At this point, the test could still open up to different resolutions (“is he acting correctly? will he get another head?”), but the question at the beginning of the story (“why crabs have no head”) warns the audience as to what follows.

The risk ventilated before becomes now definite: Grandfather died and there are no more heads. The storyteller does not explain or makes the point explicit, but the children’s answer “Oh! Oh! Oh!” express the understanding of the situation. Didactic form of instruction: the children have to draw the conclusion.

SNuma va wɔe be Agalã eta meva le esi o.
That made crab not to have a head
Miekpɔ Agalã ƒe ta kpɔa?
Have you ever seen a crab’ s head?

Aetiological ending: the present world (headless crabs) has its foundation in the past (re)-created in the story.
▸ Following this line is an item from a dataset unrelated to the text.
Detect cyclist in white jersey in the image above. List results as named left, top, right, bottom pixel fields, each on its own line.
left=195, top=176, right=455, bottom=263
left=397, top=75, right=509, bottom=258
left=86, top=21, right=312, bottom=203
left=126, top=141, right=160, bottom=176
SNumata amenuveve fuũa ɖe wo tsia ƒuƒlu ame loo
That is why too much kindness will make you be naked

The moral dilemma is disclosed and elucidated. Moral teachings: you have to learn to draw a line between kindness (Grandfather crab) and over-kindness (Young crab); friendship should not prevent you from ensuring your own health and well-being.
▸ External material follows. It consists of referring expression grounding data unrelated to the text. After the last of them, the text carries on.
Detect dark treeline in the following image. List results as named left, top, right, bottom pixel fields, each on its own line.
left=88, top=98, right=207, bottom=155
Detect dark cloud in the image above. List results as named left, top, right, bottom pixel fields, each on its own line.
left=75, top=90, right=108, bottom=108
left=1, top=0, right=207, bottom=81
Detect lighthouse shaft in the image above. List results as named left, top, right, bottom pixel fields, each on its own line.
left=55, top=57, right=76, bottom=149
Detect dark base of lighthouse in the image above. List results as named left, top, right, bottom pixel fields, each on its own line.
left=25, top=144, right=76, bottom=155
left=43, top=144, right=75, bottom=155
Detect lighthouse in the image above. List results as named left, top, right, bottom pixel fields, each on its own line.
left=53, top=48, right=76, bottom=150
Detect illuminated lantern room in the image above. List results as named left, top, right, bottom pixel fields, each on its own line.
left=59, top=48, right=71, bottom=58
Ye metsɔ tso afimae ye nyagaɖeɖia aɖe tsɔ ble me
That is what an old lady used to deceive me
Ye metsɔ be matsɔ ble mie loo.
And I want to use and deceive you

Formal ending. Final formulas often have a prophylactic function in order to avoid or divert evil influences. Here, the old lady as ‘giver’ of the story marks the distance between story and actual storyteller, enforcing the idea that the storyteller does not ‘own’ the stories. The ‘deceiving’ quality of narration is moreover stressed, indicating that this narrative genre belongs to the realm of fiction (as a deceiving story). However, the storytelling is attributed a form of veridicity at the beginning of the narration, when stories are presented as a form of wisdom derived from the ancestors’ knowledge, and in the aetiological ending that anchors the present world in the narrated past.
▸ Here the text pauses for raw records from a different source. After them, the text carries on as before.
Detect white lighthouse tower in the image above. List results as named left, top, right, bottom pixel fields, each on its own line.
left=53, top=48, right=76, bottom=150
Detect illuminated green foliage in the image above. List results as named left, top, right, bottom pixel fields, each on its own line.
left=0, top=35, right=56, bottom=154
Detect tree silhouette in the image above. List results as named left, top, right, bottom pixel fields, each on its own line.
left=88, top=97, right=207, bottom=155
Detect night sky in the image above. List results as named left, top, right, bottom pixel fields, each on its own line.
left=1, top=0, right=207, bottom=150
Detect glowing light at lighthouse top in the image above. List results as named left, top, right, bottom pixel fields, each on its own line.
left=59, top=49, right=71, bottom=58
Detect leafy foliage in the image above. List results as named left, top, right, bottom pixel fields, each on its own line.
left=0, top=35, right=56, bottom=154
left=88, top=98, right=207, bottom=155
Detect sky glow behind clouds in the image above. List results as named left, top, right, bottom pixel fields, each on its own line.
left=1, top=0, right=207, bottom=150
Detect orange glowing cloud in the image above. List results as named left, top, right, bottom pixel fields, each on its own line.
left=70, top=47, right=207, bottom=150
‘Deceiving’ also points to the expectation that the story constitutes a test for the audience. This seems to be confirmed in the subsequent line, when the storyteller uses the term ‘adzo’ (for ‘riddle’ and ‘riddle story’) when he indicates ‘this is the end of the story’.

Adzo ɖu mie mi
This is the end of the story
AWoe tso gli wo de
You are from the land of stories

The closing formula highlights the storyteller’s belonging to the (ancestors’) world of storytelling and the children’s capability to keep and tell stories (‘you have cupped ears’).

Musical interlude with dancing
Kpɔkplɔkuku dzimeloto
Dead frog with a bloated back
Ata ŋeŋi abɔ ŋeŋi…
Broken legs and arms…

Children’s song referring to the dead frog’s story.